People romanticise about committing suicide
and of course
that beloved attempt,
but in reality, what is so romantic
about waking up three days after
an unsuccessful pill binge,
vomit in hair and caked dry on clothes,
crusting down chin and neck
mixed with blood and bile,
insides of a stomach next to your head.
The taste in your mouth,
of cotton wool dried into balls of pustular growths
and that inability to coordinate limbs
to either avoid twitching
or promote feeling and the slightest sense of movement.
Then after lying in your own filth
for god knows how long
having to look the people in the eye around you,
those people that left you there
knowing that it was just another attempt,
but not a real endeavour this time
and not the next either.
How do you feel when you start the clean up,
wiping your crusted refuse from the floor,
stains on the ground, just like those implanted in mind,
people avoiding contact with eyes darkened
from self abuse, eyes white colouring urine yellow
from excess bile due to a failing liver.
It’ll be seven years before
you’ve completely repaired that damage;
you’ll never get back those brain cells
you joyfully destroyed, it’s your life.
Or how about the scenario of beauty
slashing wrists with a mercifully sharp razor blade,
you avoid the dulled bluntness of your kitchen knife
because by the time you got it to pierce your skin
it would have done the damage
and there wouldn’t be any turning back,
any sweet fainting in knowledge of being found,
blood billowing so gently in pools about you,
like some kind of Aphrodite in a mass of blood-red roses.
Your dreams are obscene.
Then you can parade bandaged arms
like some kind of battle trophy
but those scars are going to be there
for the younger generations to always see,
they’ll be there to tell the tale
that perhaps you might want to forget in years
when you’ll start to wear long jumpers
in mid-summer heat,
tightly cuffed to never show forgotten shame.
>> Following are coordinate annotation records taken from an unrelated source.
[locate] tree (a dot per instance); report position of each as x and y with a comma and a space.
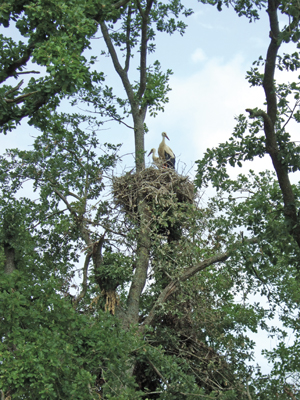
268, 135
155, 314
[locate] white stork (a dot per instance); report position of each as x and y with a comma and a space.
165, 153
156, 160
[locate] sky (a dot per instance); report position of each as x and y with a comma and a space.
209, 90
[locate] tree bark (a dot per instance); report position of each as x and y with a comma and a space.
290, 211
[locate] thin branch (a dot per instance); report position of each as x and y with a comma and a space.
128, 47
21, 98
121, 72
14, 89
291, 114
188, 273
84, 281
63, 198
27, 72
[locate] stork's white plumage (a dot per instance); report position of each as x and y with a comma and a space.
156, 160
165, 153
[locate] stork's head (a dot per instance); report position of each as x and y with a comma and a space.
165, 135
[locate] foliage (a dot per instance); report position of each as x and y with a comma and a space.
100, 300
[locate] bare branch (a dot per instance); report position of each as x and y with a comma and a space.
188, 273
20, 99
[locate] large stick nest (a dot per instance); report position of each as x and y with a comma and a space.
151, 184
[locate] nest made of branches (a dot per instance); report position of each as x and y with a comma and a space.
151, 184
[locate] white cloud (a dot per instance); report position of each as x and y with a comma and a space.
202, 107
198, 56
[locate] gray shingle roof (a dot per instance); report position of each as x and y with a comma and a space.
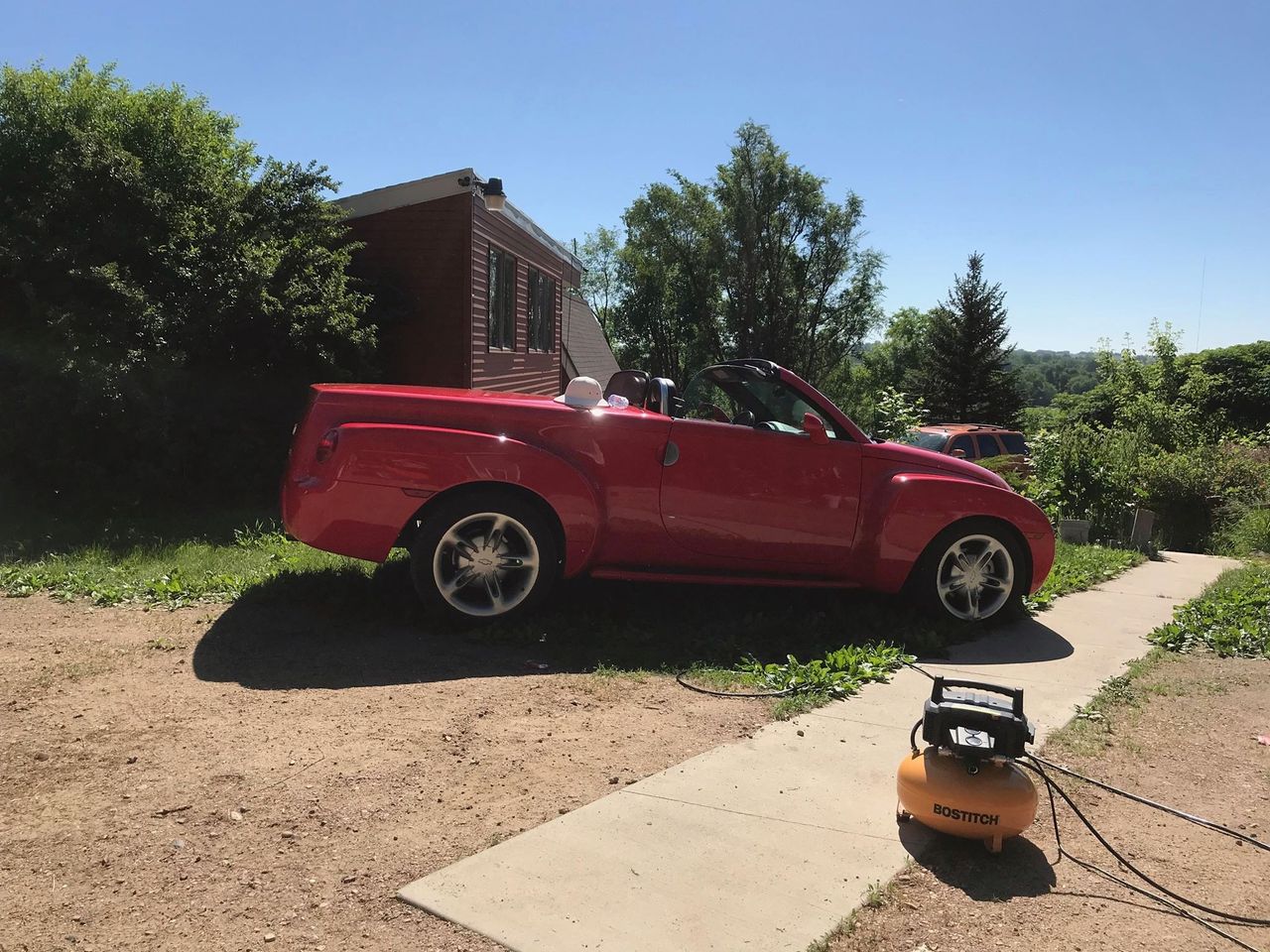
585, 350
But for the present, what isn’t more divine
then yearning for death in pretence
when those behind you can pick up the pieces
and bind them together, damage their lives
with slivers of your flesh falling from the sky.
And you’ll say that there’s nothing here to live for,
the world is polluted with rubbish and disease,
that living is for the greed-ridden and war-obsessed gluttons
and you’ve better things to do with your time.
Or that no-one loves you, no-one cares
and no-one knows who you are. Who are you?
But who does care about you
if you really don’t have anything better to do with your time
than commiserate with yourself about your lack of reception
from a world that you refuse to offer yourself to,
why should anyone give a damn about you
if you’ve turned your back on everyone long ago
and repudiate a seconds thought
on perhaps what you could offer this world in decline,
slow down the destruction where
you are the catalyst and destroyer.
But, well, why not,
there’s a gun in the back room,
a bullet in the front,
you’ve had enough education
from blindly watching the television screen
enjoying mass murder and violence,
do yourself in properly.
Or there’s an isolated noose
in an abandoned house,
I could write your name on it if you like
so people won’t forget it’s yours for use
and later when your decaying body
starts to smell and the neighbours
complain to the police department
they’ll know your identity
so you won’t be forgotten
and so in your death
you can become that romanticised figure
who was so lonely
they killed themselves on a labelled noose
and no-one could forget the regret
they’ll feel about losing a stranger
they’d never have known anyway,
because you’re so obsessed with your own self.